Gonzalez acknowledged that the fight for better representation would be a long one, but it is a fight he is intent on seeing through. Alongside being the CEO of GALEO, Gonzalez is also a Commissioner on the Georgia State Advisory Committee to the U.S. Commission on Civil Rights and previously served as the committee's Chairman. He has even been recognized as one of the 100 most influential Georgians for the past nine years by Georgia Trends Magazine. Through GALEO and its network, Gonzalez has been able to forge coalitions with the Asian American and refugee communities to prevent Georgia’s legislature from passing anti-immigrant policies for the past five years. GALEO, which he helped found in 2003, is a nonpartisan nonprofit that works to increase civic engagement and leadership in the Latino community, and it was one of the organizations that successfully sued the Trump administration to prevent the 2020 census from including a citizenship question. GALEO mainly supports Georgia’s Latino community through its leadership series, support programs for Latino immigrants, and voter registration efforts.

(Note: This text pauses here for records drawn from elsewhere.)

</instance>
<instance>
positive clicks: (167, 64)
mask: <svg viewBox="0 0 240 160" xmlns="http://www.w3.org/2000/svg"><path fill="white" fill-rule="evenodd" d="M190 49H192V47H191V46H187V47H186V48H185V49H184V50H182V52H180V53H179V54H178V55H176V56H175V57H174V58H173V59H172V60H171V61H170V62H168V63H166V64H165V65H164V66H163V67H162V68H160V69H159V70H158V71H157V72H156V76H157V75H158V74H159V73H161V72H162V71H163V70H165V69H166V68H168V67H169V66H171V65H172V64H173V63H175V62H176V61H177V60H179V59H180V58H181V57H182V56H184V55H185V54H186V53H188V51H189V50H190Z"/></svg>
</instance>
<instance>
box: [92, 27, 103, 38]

His lecture at Oglethorpe, which was organized by Dr. Joseph Knippenberg and hosted by the Office of Diversity, Equity and Inclusion and the Academic Affairs office, was a form outreach, and, much like GALEO’s door-knocking campaign, it seemed to make an impact on the dozens of students who attended. Ashleigh Ewald, a sophomore at Oglethorpe and the president of College Democrats of Georgia, said she would love to work with GALEO and
connect them with student organizations on campus. She felt that the lecture allowed her “to explore certain trends and be able to relate them to my American politics courses and understand how culture and trends influence the way people vote.” In the question-answer session following the lecture, other students expressed an interest in hosting the GALEO Institute for Leadership on the Oglethorpe campus and asked about ways to get involved with GALEO.